Am darauf folgenden Montag ging ich erneut während McGonagalls Unterricht aus dem Klassenzimmer. Mir war schon der ganze Morgen über schwindelig und übel, doch während der ersten Lektion hat sich alles ziemlich verschlimmert. Ich begann zu zittern, hatte Schweissausbrüche und mir war Speiübel. Vermutlich war ich Kreideblass und man sah mir von zehn Kilometer Entfernung an, dass etwas nicht stimmte, denn als ich aufstand, um nach draussen zu gehen, sah ich wie sich etwas in Professor McGonagalls Blick änderte. Ein Schatten bereitete sich in ihrem Gesicht aus. Man hat mir nie angesehen, wenn ich einen Anfall hatte, doch heute war es offensichtlich anders. Irgendetwas war auch sonst anders. Ich hatte ein anderes Gefühl, als bei den anderen Anfällen. Ich konnte immer einigermassen gut damit umgehen, doch dieses mal gelang mir das eindeutig nicht. Ich stand also auf, drehte mich um und lief ohne zu fragen aus dem Klassenzimmer. McGonagalls schaute mir perplex nach und brauchte einen Moment, bis sie sich wieder gefasst hatte. "Miss Evans stimmt etwas nicht?", fragte sie nach einer kurzen Pause. Ich drehte mich nicht um, schüttelte nur aus Reflex den Kopf. "Soll jemand mit ihnen mitkommen?" fragte sie ergänzend. Erneut schüttelte ich den Kopf und lief wie ferngesteuert auf die Schulzimmertür zu.
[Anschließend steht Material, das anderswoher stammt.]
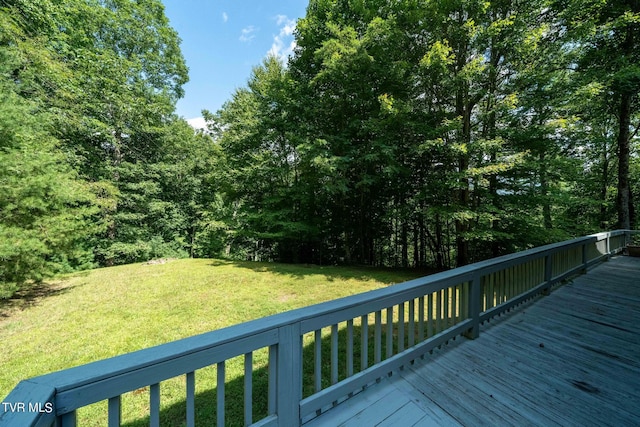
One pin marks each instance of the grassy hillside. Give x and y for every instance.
(110, 311)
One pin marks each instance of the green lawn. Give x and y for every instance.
(110, 311)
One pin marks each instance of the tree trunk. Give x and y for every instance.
(623, 199)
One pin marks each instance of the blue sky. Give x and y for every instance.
(222, 40)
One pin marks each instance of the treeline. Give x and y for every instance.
(400, 133)
(437, 133)
(96, 169)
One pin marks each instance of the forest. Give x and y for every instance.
(400, 133)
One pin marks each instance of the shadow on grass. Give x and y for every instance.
(30, 295)
(331, 273)
(205, 402)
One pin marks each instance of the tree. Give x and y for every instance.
(45, 210)
(609, 33)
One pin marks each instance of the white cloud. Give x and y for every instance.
(283, 44)
(197, 123)
(247, 34)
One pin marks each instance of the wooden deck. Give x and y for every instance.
(568, 359)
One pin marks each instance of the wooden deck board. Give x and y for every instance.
(571, 358)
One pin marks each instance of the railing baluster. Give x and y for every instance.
(115, 411)
(430, 315)
(412, 322)
(389, 332)
(154, 405)
(438, 322)
(377, 342)
(334, 354)
(364, 347)
(401, 327)
(248, 388)
(317, 359)
(68, 419)
(421, 319)
(273, 381)
(349, 347)
(191, 395)
(220, 374)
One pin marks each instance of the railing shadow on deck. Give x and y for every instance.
(394, 326)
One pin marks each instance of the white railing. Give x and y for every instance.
(319, 355)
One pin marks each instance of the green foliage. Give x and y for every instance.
(44, 209)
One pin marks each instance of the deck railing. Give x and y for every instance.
(352, 341)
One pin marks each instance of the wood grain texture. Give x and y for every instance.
(568, 359)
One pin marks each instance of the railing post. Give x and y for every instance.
(289, 382)
(474, 307)
(548, 269)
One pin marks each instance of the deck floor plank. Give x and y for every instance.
(570, 359)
Mit weichen Knien trat ich in den Flur hinaus und schloss hinter mir mit zittrigen Händen die Tür. Was war bloss los mit mir? Das war nicht mehr Erschöpfung vom Vorfall in der Kammer des Schreckens. Bloss aus Erschöpfung würde man nicht mehr als eine Woche nach einem Schädel-Hirn-Trauma andauernd bewusstlos werden. Irgendetwas stimmte mit meinem Kopf nicht.
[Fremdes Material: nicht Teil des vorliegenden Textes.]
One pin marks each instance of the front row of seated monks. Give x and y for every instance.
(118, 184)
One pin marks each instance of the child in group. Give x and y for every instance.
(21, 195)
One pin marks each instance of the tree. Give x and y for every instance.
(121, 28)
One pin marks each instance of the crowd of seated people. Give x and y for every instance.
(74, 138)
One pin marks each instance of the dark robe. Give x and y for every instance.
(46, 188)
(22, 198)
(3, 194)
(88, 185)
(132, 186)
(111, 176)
Ich stützte mich mit meinem rechten Unterarm an der kalten Steinmauer ab und vergrub mein Gesicht in meinem Ellenbogen. Ich war ziemlich überfordert mit der Situation gerade. Es war mir einfach alles wieder einmal zu viel. Heisse Tränen strömten über meine Wangen und ich musste ein lautes Schluchzen unterdrücken. "Faye?" hörte ich Freds Stimme vom anderen Ende des Ganges. Ich wollte meinen Kopf zur Quelle der Stimme umdrehen, doch durch das eilige Heben meines Kopfes wurde mir blitzartig schwarz vor Augen und ich konnte mich nur noch mit Schwierigkeiten auf den Beinen halten. Fred legte seine Arme um meine Taille um mich zu stützen. Kurz darauf brach ich lautlos in seinen Armen zusammen. Ich konnte meinen Kopf nicht mehr halten und er knickte nach vorne. Ich war nicht bewusstlos aber irgendwie war ich auch nicht wirklich bei Bewusstsein. Fred hob meinen Kopf an und ich versuchte meine Augen zu öffnen. Als ich blinzelte starrte ich in seine braunen Augen, die nur wenige Zentimeter von meinem Gesicht entfernt waren. Wir standen uns so nah, dass ich seinen Atem auf meiner Stirn spüren konnte. Doch ich konnte mich nicht wirklich darauf konzentrieren, denn mein Kopf kippte immer wieder zur Seite und ich musste mich bemühen bei Bewusstsein zu bleiben, auch wenn es mir mehr wie eine Art Trance vorkam. "Was ist los?" fragte er mich, nach dem wir einige Minuten schweigend gegenüber von einander standen. Ich zuckte mit den Armen. Irgendetwas zog sich in mir zusammen und wieder liefen mir Tränen über die Wangen. "Ich weiss es nicht. Ich weiss nicht was mit mir los ist." Antwortete ich wispernd auf seine Frage. Mit seiner Hand an meiner Wange strich er einige Tränen aus dem Gesicht und schaute mir bemitleidend direkt in meine Augen.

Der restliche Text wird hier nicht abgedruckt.